Nel 1462 agli Scarampi è assegnato in feudo dal Duca Carlo d’Orléans, discendente dei Visconti-Orléans, Signore di Asti, “Villa et locum et posse Canellarum Patriae Astensis” (città, territorio e possedimenti di Canelli d’Asti).
Vivo, forte ed interessante sarà il legame culturale del Duca, alta espressione della poesia rinascimentale francese, e della corte orléanese, con esponenti femminili degli Scarampi.
La nobile famiglia eccelleva, dunque, non solo sul piano commerciale, ma anche per sensibilità culturale. Fin dal XIII secolo, inoltre, fu molto attiva nella vita politica: Guglielmo fu Podestà di Genova nel 1264, Filippo fu sostenitore acceso del ghibellinismo in Asti all’inizio del Trecento, Francesca Maria, contessa di Canelli, sarà tesoriera e successivamente (1610) governatrice di Asti, agendo con diplomazia e determinazione in coerenza con il motto araldico della famiglia: “ Modus et ordo” (capacità e ordine).
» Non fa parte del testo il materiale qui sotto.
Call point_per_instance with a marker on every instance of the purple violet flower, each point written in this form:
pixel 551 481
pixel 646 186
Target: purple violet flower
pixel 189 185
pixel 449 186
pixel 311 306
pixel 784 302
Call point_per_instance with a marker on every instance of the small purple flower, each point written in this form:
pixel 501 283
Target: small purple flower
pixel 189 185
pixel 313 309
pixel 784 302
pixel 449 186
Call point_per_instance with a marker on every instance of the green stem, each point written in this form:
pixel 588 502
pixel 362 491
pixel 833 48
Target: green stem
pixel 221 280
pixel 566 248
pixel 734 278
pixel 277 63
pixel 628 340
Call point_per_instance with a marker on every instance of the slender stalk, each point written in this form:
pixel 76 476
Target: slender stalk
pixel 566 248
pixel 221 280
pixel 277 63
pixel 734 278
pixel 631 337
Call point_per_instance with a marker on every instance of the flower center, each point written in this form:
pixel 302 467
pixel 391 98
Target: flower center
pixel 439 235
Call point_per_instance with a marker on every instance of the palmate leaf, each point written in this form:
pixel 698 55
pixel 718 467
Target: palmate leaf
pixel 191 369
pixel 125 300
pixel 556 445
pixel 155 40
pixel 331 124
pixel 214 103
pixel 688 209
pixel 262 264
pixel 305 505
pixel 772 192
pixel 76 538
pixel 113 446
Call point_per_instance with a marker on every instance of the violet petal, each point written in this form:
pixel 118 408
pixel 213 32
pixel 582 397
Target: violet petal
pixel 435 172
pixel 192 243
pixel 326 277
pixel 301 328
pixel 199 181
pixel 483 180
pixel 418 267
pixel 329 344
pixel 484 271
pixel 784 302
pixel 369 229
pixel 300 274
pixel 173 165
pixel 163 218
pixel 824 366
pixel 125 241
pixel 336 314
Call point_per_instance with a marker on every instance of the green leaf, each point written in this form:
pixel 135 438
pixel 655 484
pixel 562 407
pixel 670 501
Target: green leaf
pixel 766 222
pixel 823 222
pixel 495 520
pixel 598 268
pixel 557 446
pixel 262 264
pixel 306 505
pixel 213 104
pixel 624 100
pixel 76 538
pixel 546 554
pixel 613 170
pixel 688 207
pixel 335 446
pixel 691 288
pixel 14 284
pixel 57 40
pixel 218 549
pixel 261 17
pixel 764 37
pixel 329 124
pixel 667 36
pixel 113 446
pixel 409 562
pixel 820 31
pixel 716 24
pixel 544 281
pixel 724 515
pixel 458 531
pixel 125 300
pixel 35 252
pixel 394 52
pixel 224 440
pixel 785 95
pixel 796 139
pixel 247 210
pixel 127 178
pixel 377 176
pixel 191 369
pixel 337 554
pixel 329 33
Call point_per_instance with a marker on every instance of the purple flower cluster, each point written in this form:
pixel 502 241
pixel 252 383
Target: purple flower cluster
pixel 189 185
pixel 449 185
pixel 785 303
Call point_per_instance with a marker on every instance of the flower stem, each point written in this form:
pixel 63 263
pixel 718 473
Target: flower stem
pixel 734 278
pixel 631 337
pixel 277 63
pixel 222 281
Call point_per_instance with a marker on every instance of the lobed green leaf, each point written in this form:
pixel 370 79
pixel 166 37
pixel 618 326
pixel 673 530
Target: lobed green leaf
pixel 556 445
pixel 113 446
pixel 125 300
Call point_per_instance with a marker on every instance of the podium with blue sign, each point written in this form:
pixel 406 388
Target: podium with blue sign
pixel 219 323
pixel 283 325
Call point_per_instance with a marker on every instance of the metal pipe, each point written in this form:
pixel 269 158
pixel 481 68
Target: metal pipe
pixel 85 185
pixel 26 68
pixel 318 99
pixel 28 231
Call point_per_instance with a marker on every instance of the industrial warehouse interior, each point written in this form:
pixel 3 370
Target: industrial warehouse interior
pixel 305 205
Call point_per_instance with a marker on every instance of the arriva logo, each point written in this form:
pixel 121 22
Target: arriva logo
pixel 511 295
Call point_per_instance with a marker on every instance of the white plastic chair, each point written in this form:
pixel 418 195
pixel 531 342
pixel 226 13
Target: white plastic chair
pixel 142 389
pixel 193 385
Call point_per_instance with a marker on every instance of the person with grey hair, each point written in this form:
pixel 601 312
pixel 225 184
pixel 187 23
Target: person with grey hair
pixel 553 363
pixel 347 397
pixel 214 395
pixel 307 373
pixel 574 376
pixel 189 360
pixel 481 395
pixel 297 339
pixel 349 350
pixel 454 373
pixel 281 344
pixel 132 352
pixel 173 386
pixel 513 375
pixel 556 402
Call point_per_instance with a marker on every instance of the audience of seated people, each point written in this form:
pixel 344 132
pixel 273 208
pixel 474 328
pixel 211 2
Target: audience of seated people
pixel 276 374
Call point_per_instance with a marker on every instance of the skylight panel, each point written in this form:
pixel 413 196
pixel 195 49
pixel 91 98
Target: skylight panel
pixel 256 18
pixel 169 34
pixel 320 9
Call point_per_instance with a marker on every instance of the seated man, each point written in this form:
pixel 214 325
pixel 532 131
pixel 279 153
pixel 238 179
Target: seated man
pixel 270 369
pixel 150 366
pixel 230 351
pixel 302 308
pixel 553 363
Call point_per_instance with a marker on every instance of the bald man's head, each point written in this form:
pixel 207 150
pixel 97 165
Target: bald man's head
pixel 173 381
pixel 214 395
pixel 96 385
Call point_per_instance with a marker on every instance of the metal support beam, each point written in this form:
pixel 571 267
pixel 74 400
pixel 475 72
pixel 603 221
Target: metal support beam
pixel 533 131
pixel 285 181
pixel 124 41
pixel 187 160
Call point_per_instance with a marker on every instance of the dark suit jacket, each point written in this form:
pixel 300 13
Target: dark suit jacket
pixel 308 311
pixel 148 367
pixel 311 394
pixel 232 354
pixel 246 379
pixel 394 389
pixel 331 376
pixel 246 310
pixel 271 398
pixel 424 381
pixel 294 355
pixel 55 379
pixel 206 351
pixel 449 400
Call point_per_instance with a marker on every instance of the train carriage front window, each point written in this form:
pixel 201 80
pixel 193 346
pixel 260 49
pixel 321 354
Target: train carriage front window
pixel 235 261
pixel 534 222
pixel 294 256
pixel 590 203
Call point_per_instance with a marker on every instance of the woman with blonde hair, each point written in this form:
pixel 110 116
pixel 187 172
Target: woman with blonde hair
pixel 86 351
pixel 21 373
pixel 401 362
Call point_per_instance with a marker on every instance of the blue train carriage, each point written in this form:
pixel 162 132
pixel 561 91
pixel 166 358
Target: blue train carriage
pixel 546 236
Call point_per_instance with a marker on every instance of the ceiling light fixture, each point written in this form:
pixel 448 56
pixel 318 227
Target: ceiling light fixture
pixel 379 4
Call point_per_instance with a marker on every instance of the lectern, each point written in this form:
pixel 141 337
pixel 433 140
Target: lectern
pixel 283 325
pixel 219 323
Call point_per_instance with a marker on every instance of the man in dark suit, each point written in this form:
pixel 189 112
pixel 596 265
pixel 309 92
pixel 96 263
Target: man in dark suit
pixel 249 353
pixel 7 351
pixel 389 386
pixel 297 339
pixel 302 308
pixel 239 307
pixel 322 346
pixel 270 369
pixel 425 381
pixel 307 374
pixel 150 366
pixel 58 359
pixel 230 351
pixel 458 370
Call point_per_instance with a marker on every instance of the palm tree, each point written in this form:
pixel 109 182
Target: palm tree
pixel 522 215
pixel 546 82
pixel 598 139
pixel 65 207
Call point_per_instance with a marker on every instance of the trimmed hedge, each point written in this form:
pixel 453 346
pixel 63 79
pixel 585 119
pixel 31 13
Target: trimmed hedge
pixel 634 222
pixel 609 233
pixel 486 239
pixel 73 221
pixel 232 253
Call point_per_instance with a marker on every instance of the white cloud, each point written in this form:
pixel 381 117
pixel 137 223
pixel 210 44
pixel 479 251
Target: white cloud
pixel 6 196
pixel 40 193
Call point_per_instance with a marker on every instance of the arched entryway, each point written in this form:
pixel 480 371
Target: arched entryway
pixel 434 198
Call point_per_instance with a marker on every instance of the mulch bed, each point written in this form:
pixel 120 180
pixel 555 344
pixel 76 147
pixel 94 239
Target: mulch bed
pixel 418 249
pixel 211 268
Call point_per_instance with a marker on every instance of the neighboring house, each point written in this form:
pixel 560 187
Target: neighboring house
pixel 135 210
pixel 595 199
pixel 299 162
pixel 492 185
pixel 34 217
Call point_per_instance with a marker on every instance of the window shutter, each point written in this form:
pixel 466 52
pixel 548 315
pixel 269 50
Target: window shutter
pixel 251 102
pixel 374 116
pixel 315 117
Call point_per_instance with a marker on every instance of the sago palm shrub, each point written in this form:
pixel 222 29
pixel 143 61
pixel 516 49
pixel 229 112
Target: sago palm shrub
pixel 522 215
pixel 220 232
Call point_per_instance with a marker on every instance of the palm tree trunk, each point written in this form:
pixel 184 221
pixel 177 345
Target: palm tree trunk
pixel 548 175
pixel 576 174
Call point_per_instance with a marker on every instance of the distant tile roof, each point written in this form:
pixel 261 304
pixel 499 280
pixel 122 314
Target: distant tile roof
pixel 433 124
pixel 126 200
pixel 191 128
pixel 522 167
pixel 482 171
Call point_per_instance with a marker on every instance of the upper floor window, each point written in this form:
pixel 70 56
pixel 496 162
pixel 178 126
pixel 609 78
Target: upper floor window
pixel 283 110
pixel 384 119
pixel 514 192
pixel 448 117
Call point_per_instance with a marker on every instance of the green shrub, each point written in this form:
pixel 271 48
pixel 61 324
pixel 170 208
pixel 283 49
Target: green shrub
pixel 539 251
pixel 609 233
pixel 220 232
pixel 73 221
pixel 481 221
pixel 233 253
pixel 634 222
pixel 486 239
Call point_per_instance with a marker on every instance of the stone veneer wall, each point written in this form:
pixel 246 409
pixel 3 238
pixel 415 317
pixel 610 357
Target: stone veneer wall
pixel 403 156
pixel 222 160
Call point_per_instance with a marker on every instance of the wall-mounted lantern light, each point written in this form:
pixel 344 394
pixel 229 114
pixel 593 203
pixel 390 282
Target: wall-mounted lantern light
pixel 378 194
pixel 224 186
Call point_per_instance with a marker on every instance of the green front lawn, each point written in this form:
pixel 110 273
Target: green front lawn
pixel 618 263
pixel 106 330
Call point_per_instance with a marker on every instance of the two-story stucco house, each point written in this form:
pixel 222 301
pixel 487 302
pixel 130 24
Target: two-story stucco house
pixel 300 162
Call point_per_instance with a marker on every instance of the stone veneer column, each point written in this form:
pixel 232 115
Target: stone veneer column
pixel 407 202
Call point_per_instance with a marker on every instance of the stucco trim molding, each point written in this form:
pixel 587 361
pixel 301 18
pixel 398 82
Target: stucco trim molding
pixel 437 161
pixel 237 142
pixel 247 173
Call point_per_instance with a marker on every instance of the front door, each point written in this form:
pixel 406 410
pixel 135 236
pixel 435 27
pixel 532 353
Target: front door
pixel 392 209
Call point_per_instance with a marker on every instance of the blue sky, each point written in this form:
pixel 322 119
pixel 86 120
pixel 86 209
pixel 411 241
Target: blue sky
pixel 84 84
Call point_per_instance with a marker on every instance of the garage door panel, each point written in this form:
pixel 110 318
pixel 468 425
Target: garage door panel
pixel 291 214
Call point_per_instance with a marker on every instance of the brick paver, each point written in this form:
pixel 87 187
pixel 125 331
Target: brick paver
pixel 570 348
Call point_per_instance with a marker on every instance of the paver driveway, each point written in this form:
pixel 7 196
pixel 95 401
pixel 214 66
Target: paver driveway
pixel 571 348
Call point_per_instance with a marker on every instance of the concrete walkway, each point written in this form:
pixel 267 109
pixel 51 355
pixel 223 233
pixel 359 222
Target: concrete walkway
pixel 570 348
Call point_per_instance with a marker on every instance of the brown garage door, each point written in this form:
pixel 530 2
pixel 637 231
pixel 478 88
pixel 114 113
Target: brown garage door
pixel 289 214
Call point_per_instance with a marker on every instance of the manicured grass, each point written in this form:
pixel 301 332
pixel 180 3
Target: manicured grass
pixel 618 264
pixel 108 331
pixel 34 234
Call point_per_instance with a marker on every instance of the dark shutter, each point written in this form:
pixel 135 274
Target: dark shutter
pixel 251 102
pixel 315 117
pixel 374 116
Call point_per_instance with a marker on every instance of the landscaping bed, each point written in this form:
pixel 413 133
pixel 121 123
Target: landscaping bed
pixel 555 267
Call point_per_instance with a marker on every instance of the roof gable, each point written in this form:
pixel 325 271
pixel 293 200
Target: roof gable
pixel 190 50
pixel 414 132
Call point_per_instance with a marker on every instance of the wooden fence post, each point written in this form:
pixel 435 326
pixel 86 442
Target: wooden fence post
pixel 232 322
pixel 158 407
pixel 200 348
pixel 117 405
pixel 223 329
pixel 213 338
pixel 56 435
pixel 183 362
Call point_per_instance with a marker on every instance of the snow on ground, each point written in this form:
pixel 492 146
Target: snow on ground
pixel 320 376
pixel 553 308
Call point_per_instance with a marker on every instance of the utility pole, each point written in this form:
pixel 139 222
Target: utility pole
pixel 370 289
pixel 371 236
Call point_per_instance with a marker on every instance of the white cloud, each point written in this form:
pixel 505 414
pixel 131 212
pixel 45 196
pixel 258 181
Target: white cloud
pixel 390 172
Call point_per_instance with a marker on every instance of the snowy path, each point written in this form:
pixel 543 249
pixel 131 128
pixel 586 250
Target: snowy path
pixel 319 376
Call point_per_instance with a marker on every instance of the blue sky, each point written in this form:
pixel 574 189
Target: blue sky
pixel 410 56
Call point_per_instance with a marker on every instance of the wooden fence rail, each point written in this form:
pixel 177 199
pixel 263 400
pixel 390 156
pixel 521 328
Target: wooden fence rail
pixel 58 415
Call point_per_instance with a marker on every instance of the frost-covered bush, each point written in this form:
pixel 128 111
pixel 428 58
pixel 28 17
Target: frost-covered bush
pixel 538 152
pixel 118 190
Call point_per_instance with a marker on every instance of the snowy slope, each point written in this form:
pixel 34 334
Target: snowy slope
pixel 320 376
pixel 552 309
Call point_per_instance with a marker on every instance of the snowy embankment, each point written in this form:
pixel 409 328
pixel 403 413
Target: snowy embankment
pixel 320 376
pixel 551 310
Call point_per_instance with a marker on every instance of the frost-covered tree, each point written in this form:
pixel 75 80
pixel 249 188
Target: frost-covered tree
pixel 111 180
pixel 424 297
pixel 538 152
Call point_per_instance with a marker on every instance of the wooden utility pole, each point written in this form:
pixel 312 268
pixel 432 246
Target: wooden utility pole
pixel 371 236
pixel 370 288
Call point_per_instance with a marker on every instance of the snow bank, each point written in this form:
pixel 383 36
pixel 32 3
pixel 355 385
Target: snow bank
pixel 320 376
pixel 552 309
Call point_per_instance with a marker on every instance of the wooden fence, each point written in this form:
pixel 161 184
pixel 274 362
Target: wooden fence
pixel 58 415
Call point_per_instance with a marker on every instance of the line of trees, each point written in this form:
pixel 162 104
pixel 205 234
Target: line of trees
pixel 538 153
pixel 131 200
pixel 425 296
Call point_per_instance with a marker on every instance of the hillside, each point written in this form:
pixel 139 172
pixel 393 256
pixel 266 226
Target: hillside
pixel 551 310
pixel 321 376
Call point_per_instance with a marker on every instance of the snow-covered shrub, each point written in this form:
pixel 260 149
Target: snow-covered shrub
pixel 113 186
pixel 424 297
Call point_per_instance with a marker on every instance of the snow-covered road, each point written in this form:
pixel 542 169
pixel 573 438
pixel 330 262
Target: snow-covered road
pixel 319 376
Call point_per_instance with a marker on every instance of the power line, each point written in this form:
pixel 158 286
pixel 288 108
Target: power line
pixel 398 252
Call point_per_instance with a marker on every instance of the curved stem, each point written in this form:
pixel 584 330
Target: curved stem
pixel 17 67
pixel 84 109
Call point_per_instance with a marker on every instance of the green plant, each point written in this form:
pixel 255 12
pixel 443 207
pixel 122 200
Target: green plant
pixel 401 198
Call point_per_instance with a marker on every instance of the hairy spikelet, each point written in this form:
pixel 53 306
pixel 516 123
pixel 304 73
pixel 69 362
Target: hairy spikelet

Il Comune di Canelli rievoca l’omaggio di benvenuto ai nuovi feudatari preceduti nel corteo dalle chiavi della Città e dalla bolla di dedizione e seguiti dal popolo che offre i prodotti del proprio lavoro, con doviziosi omaggi. Secondo il rituale, i doni simbolici agli Scarampi seguono, nella presentazione offertoriale, un ordine propiziatorio: il pane ed il sale dell’ospitalità, le pregiate uve delle colline, il bianco vino apprezzato alla corte di Francia, cesti di prodotti dell’orto, tessuti e ricami con le insegne. Il tutto come augurio di buon governo e di prosperità per il popolo.
COMUNE DI MONTECHIARO
1381: Patti tra Montechiaro e Gian Galeazzo Visconti
Il 24 aprile 1381 ad Asti nel palazzo dei Troya, sede del capitano Gaspardo de Ubaldinis vennero
stipulati patti e convenzioni tra il comune di Montechiaro e il plenipotenziario di Gian Galeazzo
Visconti signore di Asti, Jacopo Dal Verme.
Tali patti, fortemente connotati in senso anti-astigiano, erano articolati in 29 capitoli che
prevedevano, tra l’altro, l’amnistia per i banniti – i destinatari di un provvedimento di esclusione
dalla comunità – e significative agevolazioni fiscali. Agli abitanti di Montechiaro fu concesso,
inoltre, di rivedere il proprio catasto, di solvere fodro et talea dicto comuni Monteclaro, cioè di
trattenere gli introiti fiscali anziché corrisponderli agli Astigiani, in chiara contrapposizione con
quanto prescritto degli Statuti di Asti; agli ufficiali sia viscontei , sia astigiani fu vietato di
imporre pedaggi ai mercanti che si fossero recati a Montechiaro in occasione della fiera.
Il corteo storico bianco-celeste vuole rappresentare alcuni dei personaggi citati nel documento:
Jacopo Dal Verme delegato da Gian Galeazzo Visconti, il capitano Gaspardo de Ubaldinis, il
podestà di Montechiaro, i referendari, i rappresentanti del comune di Montechiaro che trattarono
con il plenipotenziario visconteo, i banniti, il notaio, le dame e infine i portacolori.